Mr John McLaughlin said three or four Saracen armoured personnel carriers passed him at speed as they entered the Bogside. After the vehicles stopped in Rossville Street, the back doors opened and a number of soldiers got out. An officer with a loudhailer was giving orders for the soldiers to take up positions.
"The orders I heard given to the soldiers were to take up firing positions, identify targets, and fire," the witness said. The soldiers immediately started to fire south, towards the crowd at Free Derry Corner. "To me, there were no targets. There were people being addressed at a meeting at Free Derry Corner with their backs to the fire," Mr McLaughlin told Lord Gifford QC, for the family of the late Jim Wray.
Another witness, Mr Bernard Smith, who had a ground-floor flat in William Street, close to where the main army barrier was located, said at about 12 or 12.30 a.m. on Bloody Sunday he heard people on the staircase and when he opened the door to his flat he saw three or four soldiers from the Parachute Regiment and two RUC detectives. One soldier appeared to be an officer.
"The officer said he wanted to take over the [unoccupied] top flat, but I said to him it was not going to be used as a sniping post. I told them to get out and they left peacefully," he said.
Later, during the shooting in the Bogside, he had run from the Rossville flats towards the crowd assembled at Free Derry Corner. As he ran he could hear more shooting, which he believed came from the city walls. "I believe the shots fired from the walls were being fired towards Free Derry Corner," Mr Smith said.
"I ran south across Fahan Street towards St Columb's Wells.
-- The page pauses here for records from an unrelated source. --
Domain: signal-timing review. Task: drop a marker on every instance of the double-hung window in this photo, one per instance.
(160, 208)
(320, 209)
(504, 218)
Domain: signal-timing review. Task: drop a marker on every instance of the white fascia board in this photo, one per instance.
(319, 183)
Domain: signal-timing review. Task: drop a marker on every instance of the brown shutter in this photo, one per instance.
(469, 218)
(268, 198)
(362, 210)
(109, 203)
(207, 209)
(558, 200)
I was conscious of bullets hitting the ground near me as I ran, but I did not stop.
"I ran past the Wells and entered Long Tower Chapel for safety. Whilst inside [the church] an English journalist arrived who was visibly frightened.
"He told me nine people had been killed that day and he was clearly disgusted."
Mr Thomas Doherty, who was a teacher at St Joseph's School in the Creggan, said he went on the march with several other teachers. After hearing a commotion at the eastern end of William Street, he went across some waste ground to the south of the street.
He lost contact with his friends and heard one or two high-velocity rifle shots. The word went around two people had been shot nearby.
Then he saw a civilian gunman about to come out of the doorway of a house which he thought was at the north end of Kelly Walk, facing into Rossville Street. The gunman, who appeared to have a shotgun or a rifle, was immediately accosted by a group of men.
"I heard at least one of them say `There's no shooting today' and the gunman was physically pushed back into the house." At 4.15 or 4.20 p.m., after he had made his way to the speakers' platform at Free Derry Corner, he heard gunfire "which I am absolutely certain came from the city walls".
The witness was asked by Mr Gerard Elias QC, for a number of soldiers, why he had not mentioned seeing the civilian gunman in a statement he provided to NICRA the day after Bloody Sunday.
Mr Doherty said the reference had been made in his more recent statement because over the last 28 years debate had arisen about whether shots had been fired (by civilian gunmen). He had not thought about the five or 10-second episode until he remembered the man being told that there was to be "no shooting today".